The Herald Scotland, by Alistair Grant
4.12.19

Private schools will be stripped of controversial tax breaks from the start of the next academic year under plans put forward by the SNP.

Public finance minister Kate Forbes confirmed independent schools would no longer be eligible for charitable relief on their business rates from September 1, 2020.

The move forms part of the Non-Domestic Rates (Scotland) Bill, which is currently being scrutinised by MSPs.

It follows a review of business rates carried out by Ken Barclay, a former Royal Bank of Scotland chairman.

Private schools will be hit with an estimated £37 million bill over five years as a result of the plans, amid warnings some institutions could be forced to close.

Ms Forbes made the latest announcement while giving evidence to Holyrood’s Local Government and Communities Committee.

She said: “The Barclay Review implementation plan was published in December 2017, which is two years ago, and it was clear that we would deliver the change by 2020 to allow time for those schools affected to plan ahead.

“The independent schools provisions are not currently identified for early commencement, but I can confirm that it would be the Government’s intention to commence these provisions from September 1, 2020, subject of course to the committee’s decisions and votes.

“A September 2020 commencement date would be almost three years after the change was first recommended by the Barclay Review, and it would tie introduction to the academic year rather than the start of the financial year which should hopefully help schools with their planning for academic year 2021.

“We’ve always been clear that we will deliver this change as recommended by the Barclay Review, and I hope that confirmation of the Government’s commencement intentions will assist the sector in its ongoing planning.”

Existing rules mean all independent schools are eligible for 80 per cent mandatory rates relief if they are registered as a charity.

Local authorities then have a discretionary power to “top up” this relief, up to 100%. State schools do not qualify for charitable relief.

Based on a commencement date of 2020/21, documents published alongside the new legislation said private schools will pay £7m extra in the first financial year.

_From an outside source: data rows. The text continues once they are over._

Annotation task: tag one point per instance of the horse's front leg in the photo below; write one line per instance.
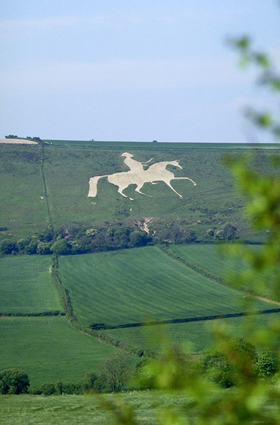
(120, 190)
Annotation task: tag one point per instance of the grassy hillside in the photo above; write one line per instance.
(23, 211)
(25, 285)
(48, 349)
(66, 166)
(134, 285)
(85, 410)
(197, 335)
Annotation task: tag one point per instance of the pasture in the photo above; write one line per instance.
(140, 284)
(86, 410)
(195, 336)
(54, 178)
(42, 185)
(23, 211)
(26, 286)
(48, 349)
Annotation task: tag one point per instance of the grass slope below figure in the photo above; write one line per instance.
(48, 349)
(25, 285)
(141, 284)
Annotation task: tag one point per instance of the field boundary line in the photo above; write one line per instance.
(193, 319)
(73, 321)
(169, 251)
(45, 188)
(41, 314)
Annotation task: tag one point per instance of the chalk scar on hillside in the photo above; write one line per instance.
(18, 141)
(139, 176)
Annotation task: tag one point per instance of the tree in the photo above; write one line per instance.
(47, 389)
(7, 246)
(13, 381)
(60, 247)
(267, 364)
(115, 370)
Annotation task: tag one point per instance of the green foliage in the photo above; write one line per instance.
(13, 381)
(115, 371)
(60, 247)
(267, 364)
(7, 247)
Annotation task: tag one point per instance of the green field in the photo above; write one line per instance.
(46, 187)
(210, 257)
(23, 211)
(26, 286)
(139, 284)
(84, 410)
(197, 336)
(48, 349)
(66, 167)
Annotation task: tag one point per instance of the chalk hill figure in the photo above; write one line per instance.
(138, 176)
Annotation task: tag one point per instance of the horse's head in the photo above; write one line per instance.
(176, 164)
(128, 155)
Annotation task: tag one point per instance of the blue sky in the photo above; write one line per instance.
(131, 69)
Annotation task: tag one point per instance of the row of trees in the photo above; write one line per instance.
(117, 370)
(79, 239)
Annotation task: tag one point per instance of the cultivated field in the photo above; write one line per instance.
(48, 349)
(135, 285)
(26, 286)
(46, 186)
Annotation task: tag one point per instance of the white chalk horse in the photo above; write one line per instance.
(138, 176)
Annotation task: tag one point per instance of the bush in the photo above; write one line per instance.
(13, 381)
(60, 247)
(7, 247)
(267, 364)
(47, 389)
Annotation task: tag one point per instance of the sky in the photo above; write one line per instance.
(132, 70)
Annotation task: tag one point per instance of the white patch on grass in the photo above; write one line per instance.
(18, 141)
(138, 176)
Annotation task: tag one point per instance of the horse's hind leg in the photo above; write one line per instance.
(139, 191)
(169, 184)
(184, 178)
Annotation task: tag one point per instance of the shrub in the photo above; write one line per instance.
(7, 246)
(60, 247)
(13, 381)
(47, 389)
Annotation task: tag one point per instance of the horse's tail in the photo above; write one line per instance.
(93, 186)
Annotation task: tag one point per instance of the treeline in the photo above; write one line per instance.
(80, 239)
(117, 371)
(41, 314)
(75, 323)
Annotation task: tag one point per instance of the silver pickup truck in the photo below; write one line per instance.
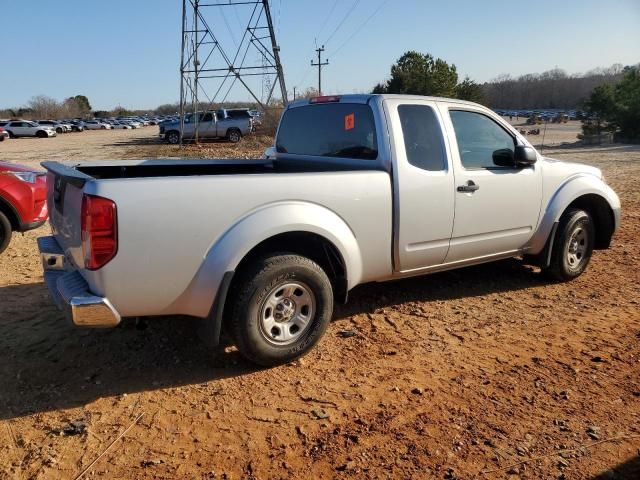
(207, 125)
(358, 188)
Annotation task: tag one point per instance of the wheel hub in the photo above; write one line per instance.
(286, 312)
(577, 247)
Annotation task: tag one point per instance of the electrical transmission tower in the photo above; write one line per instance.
(213, 64)
(320, 64)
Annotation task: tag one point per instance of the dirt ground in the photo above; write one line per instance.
(486, 372)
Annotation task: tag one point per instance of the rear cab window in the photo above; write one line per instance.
(339, 130)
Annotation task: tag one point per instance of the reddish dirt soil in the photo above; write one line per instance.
(485, 372)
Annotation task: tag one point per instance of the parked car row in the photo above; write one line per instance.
(26, 128)
(543, 115)
(14, 128)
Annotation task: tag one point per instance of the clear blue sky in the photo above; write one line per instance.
(127, 51)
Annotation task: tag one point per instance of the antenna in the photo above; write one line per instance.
(544, 132)
(320, 65)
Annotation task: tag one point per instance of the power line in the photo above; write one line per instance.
(357, 30)
(353, 7)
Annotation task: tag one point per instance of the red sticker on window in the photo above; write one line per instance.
(350, 121)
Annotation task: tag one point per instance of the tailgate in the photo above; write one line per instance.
(64, 198)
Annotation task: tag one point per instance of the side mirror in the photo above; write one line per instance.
(524, 156)
(503, 157)
(269, 153)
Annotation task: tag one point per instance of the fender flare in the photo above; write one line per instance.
(573, 188)
(228, 250)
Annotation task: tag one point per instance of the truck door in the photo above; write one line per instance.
(423, 184)
(207, 127)
(496, 206)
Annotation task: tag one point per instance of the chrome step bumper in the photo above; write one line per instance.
(70, 291)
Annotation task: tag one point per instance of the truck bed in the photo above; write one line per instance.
(173, 216)
(104, 170)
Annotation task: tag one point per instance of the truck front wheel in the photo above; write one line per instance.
(572, 246)
(283, 305)
(5, 232)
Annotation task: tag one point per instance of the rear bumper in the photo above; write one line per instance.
(70, 291)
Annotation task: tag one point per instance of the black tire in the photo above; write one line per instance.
(572, 246)
(5, 232)
(234, 135)
(264, 280)
(172, 137)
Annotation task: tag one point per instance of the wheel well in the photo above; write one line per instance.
(601, 214)
(10, 213)
(309, 245)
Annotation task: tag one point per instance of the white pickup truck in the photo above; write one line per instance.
(358, 188)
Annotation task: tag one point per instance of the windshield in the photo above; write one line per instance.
(343, 130)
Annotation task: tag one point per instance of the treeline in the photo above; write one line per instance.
(553, 89)
(42, 107)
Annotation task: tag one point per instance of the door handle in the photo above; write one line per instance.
(470, 187)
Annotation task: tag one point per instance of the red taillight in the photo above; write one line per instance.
(99, 231)
(325, 99)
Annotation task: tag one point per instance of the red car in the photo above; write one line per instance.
(23, 200)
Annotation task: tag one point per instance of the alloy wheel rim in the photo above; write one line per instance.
(577, 247)
(287, 313)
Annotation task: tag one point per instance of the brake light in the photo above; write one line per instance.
(325, 99)
(99, 231)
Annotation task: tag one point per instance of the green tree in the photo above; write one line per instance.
(599, 109)
(83, 104)
(616, 108)
(470, 90)
(626, 112)
(420, 74)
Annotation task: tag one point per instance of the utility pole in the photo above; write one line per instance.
(320, 65)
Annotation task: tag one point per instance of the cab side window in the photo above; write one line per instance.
(482, 143)
(422, 137)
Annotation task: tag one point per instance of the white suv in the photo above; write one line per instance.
(25, 128)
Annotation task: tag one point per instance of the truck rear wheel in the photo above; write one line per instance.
(172, 137)
(5, 232)
(573, 245)
(283, 305)
(234, 135)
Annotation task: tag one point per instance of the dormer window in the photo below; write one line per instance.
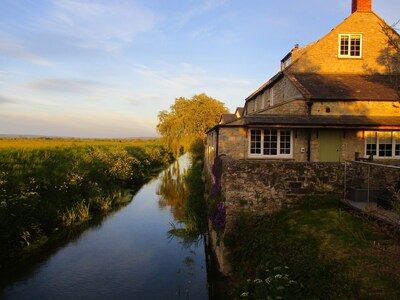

This would rise to £7.2m the following year, £7.4m the year after, £7.5m in 2023/24 and £7.7m the next year, taking account of inflation. In total, schools would pay £36.9m more in the first five years.

However private special schools and specialist independent music schools would continue to be eligible for charitable relief under the legislation.

Mainstream independent schools will also retain their charitable status despite the change.

John Edward, director of the Scottish Council of Independent Schools, previously said the move risked seeing some smaller, rural private schools hit with bills equivalent to around £500 or £600 per pupil.

This could force institutions to hike fees, sell off assets such as playing fields, cut teachers or scale back means-tested assistance, he said.

Liz Smith, Scottish Conservative shadow education secretary, said the new legislation “will mean fee increases in the sector which, in turn, will mean some parents will find it more difficult to access independent education”.

he said: “That diminishes parental choice and it will also make the independent schools more elitist.

“In both cases, that is the exact opposite of the aims of the SNP Government and it is also contrary to the unanimous view of the Scottish Parliament in 2005.

“As well as this, the changes would have implications for school places in the state sector which, as everyone knows, is already fully stretched.

“There is still scope before stage 3 for the Scottish Government to revise its position and I hope it will do so.”